After the meeting’s minutes and a guest speaker from Mary Kay offering make-up tips, she introduced herself to me. She told me her name was Joan; I told her mine was Tom. And after a bit of random chitchat, she asked if I wanted to hang out some time. I said “sure,” and a week later we did.
I drove to Topeka where she lived. I remember the two of us were sitting on her bed listening to Tom Lehrer on her portable cassette player when I asked her what her deal was. She said she wasn’t sure what to call herself exactly. She was attracted to men, but when she masturbated she imagined herself with a penis topping them. And I could tell that she was embarrassed until I told her that I knew what she meant, because I was just like her, only lesbian.

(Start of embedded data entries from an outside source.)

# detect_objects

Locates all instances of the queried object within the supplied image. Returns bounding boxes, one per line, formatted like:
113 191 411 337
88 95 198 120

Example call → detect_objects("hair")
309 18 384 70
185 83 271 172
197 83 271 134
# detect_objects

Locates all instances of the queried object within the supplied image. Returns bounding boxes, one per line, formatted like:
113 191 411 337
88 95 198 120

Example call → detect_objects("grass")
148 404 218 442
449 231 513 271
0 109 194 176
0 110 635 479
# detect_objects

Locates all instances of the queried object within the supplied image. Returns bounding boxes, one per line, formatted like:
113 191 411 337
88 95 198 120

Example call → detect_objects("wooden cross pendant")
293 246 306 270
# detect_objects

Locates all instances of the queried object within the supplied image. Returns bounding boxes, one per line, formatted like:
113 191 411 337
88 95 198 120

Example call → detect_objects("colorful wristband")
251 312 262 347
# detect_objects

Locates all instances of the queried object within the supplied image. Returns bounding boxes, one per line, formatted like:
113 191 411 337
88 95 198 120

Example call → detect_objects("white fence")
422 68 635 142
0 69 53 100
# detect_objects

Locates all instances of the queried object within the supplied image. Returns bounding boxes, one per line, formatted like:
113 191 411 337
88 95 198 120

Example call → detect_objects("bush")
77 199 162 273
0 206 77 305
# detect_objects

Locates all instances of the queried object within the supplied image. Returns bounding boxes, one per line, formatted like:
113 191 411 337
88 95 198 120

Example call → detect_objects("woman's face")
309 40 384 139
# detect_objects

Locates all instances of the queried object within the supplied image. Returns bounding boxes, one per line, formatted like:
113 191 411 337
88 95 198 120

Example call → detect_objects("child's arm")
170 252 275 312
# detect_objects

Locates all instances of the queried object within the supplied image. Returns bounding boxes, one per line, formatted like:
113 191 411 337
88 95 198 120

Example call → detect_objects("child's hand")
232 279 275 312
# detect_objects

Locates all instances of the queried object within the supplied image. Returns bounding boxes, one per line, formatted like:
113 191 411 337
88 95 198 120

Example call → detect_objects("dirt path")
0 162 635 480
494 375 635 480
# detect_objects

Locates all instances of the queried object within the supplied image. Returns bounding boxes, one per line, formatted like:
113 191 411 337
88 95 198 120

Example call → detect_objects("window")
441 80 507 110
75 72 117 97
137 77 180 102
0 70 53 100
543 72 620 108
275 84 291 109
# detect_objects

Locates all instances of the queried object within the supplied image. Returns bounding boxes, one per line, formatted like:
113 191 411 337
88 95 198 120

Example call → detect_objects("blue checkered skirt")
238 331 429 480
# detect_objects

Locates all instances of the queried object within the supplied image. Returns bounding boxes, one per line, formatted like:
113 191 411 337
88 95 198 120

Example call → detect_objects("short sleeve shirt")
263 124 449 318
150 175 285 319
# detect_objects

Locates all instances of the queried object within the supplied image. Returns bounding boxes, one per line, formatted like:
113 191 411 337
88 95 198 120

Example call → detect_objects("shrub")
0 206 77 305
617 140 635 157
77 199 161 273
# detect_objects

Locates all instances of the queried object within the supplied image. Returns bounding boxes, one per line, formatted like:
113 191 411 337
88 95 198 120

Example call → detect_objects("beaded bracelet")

And so I told her, the first time told anyone, about when I was in the 7th grade and had the biggest crush on Kathy Patterson. And every pre-teen fantasy I had about her began with me being turned into a girl somehow. And only afterwards would we run away together.
Then Joan told me about her high school boyfriend who told her he was gay. And she replied that she wasn’t surprised and that she liked him that way.
And we told our gender histories like we were swapping war stories. Experiences we couldn’t share with our families or friends, because they were never there and they would never understand. But that night, sitting on Joan’s bed, for the first time in my life I didn’t feel quite so much like an alien.
And the last time I saw her was a Saturday evening we spent watching a Star Trek Next Generation re-run—the episode where Beverly Crusher falls in love with a trill. And we both sat still on her couch next to one another. And when our bodies touched, it was the first human contact that either of us had in a while. And at one point, I put my arm around her and she leaned into me. It felt like we were pretending that I was the he and she was the she.
And for a moment, I thought one thing might lead to another. Maybe we would make out on her sofa and wake up naked next to one another. And somehow it almost made sense, like we were each other’s long lost complement, the way that two odd numbers add up to make an even. But the problem was, we weren’t really a perfect match, we were more like exact replicas—the same only vice versa. And while there was definitely some mutual attraction, nothing ever happened, because I wasn’t a gay man and she wasn’t a lesbian.
Now it’s eight years later and I’m not in Kansas anymore. I’m a woman living in Oakland. And that bedroom in Topeka literally feels like a lifetime ago. And every now and again, when I find myself feeling alone, I think about Joan and wonder how he’s doing.